Валя не стала ее удерживать, просто сказала:
– Ну что ж, надо так надо. Еще придете?
– Обязательно. Я очень рада, что познакомилась с вами.
– Я тоже.
– Может быть, я смогу что-нибудь сделать для вас? Книги достать или еще что-нибудь.
– Очень даже можете, – засмеялась Валя. – Я бы и сама попросила вас об этом. Знаете, не так книги мне сейчас нужны, как пластинки.

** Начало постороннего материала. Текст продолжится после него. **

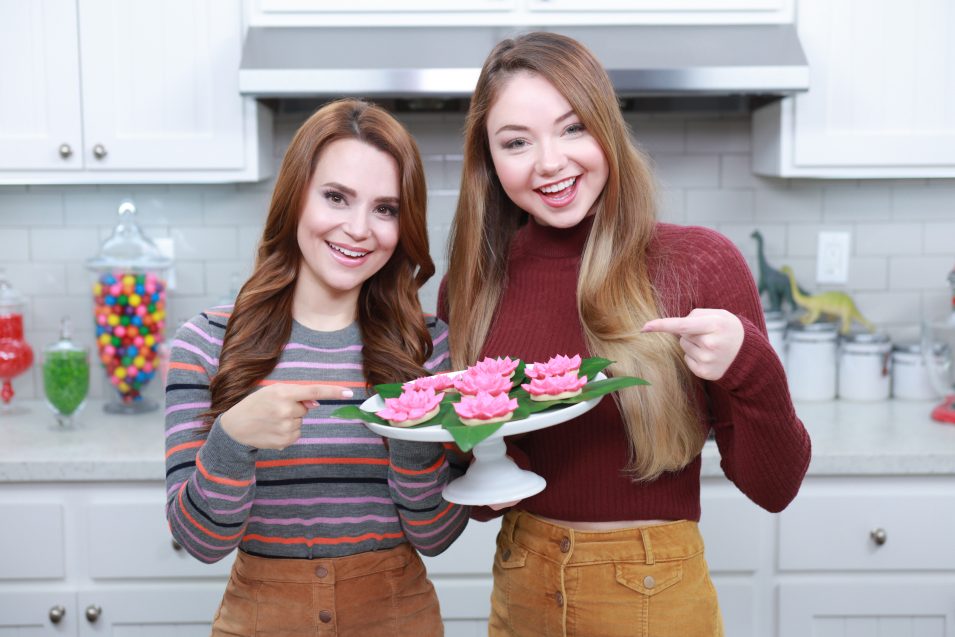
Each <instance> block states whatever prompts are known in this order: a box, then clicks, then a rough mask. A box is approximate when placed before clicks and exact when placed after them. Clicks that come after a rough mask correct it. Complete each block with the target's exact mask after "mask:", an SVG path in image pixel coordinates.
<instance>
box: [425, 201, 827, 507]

Музыка для меня – хлеб номер один. Я списочек приготовлю, не пугайтесь, если длинным покажется. Купите, что сможете.
– Постараюсь.
Шагая по серой невидимой дороге, Ольга думала – как приятно ошиблась она, узнав эту девушку с очень обыкновенным, ничем непримечательным лицом. Ожидала встретить стандартные жалобы на скуку деревенской жизни, шаблонную тоску по городу, и вдруг – человек, для которого слова «долг», «служение», «совесть» оказались не только словами. А впрочем, почему же «вдруг»? Что удивительного в этой встрече? Не притворяйся, девочка Оля. Ты-то вряд ли смогла бы так. Даже наверняка не смогла бы – вот почему и «вдруг». А ведь ты тоже не хотела быть одной из многих... Но для этого тебе пришлось уехать в город, а Вале – приехать сюда. Она-то действительно стала одной из немногих, а ты?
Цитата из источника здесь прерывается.